1. Sheshanna v. State of Maharashtra, AIR 1970 SC 1330.

2. Lachi Ram, AIR 1967 SC 792.

73.41. It would appear that while for some time, particularly in the Bombay and Madras High Courts, there existed a controversy or uncertainty as to whether there was a rigid rule that the evidence of the accomplice must be corroborated, there has now come to be recognised a mandatory rule to that effect. It is in this sense-that the latter half of section 133, which provides that the conviction is legal, is a dead letter. The first half of section 133, which provides that an accomplice is a competent witness, though a redundant provision in view of section 118, is harmless. But the latter part cannot be described as merely harmless, because it creates a noticeable conflict with section 114, illustration (b), as judicially construed. In other words, if one reads the judicial construction especially during the recently decided cases, on section 114, illustration (b), one cannot deny that it is squarely inconsistent with the latter half of section 133.

73.42. The view taken by the majority judgment in the madras case1 and the minority judgment may be cited as examples. The majority would take the view that a court may be warranted in declining to draw the presumption. Section 133 declares the law, while section 114 merely lays down certain presumption of fact. The minority would take the view that the presumption under illustration (b) must first be drawn. In the minority judgment, Shankaran Nayar, J. recognised the possibility of exceptional circumstances, but recent Indian decisions do not recognise even this possibility. The current view goes beyond the minority view. Even exceptional circumstances are not recognised.

1. ILR 35 Mad.

73.43. Presumption under section 114(b) practically mandatory.-

That the presumption under section 114 is mandatory, though not so expressed in the language, is fairly clear from the reported cases.
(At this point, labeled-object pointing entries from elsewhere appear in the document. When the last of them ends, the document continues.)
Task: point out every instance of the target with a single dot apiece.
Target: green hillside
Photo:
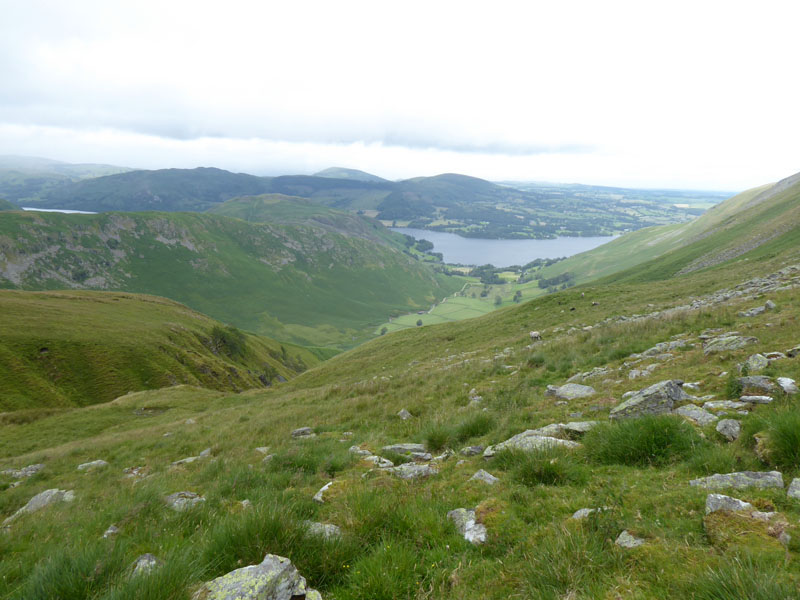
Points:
(465, 384)
(63, 349)
(302, 284)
In MacDonald's Case1 the Privy Council observed that "by every code of evidence, the testimony of a professed accomplice requires to be carefully scrutinised with anxious search for corroboration". These observations, though not made, with reference to the Indian Act, state the correct principle.

1. W.C. Macdonald v. Pred Latimer 1929 PC 15 (18).

73.44. Suggestion considered.-

Thus, the position briefly is that-(i) section 114, illustration (b) is construed in practice as mandatory, and (ii) section 133, latter half, is a dead letter. The suggestion in concrete terms was to substitute one section, in place of section 114, illustration (b) and section 133.

73.45. Recommendation as to section 114 and section 133.-

While we entirely agree that an amendment is needed so as to remove the apparent inconsistency between the two provisions, we do not wish to make the provision in section 114, illustration (b), a mandatory one. As regards section 133, we think that the entire section should be deleted, instead of retaining its earlier half as was the suggestion. Our recommendation, then, is that a section 133 should be omitted, and that in section 114, illustration (b), the words "by independent evidence" should be added after the words "material particulars", that being the general understanding of the nature of corroborative evidence required in respect of accomplices.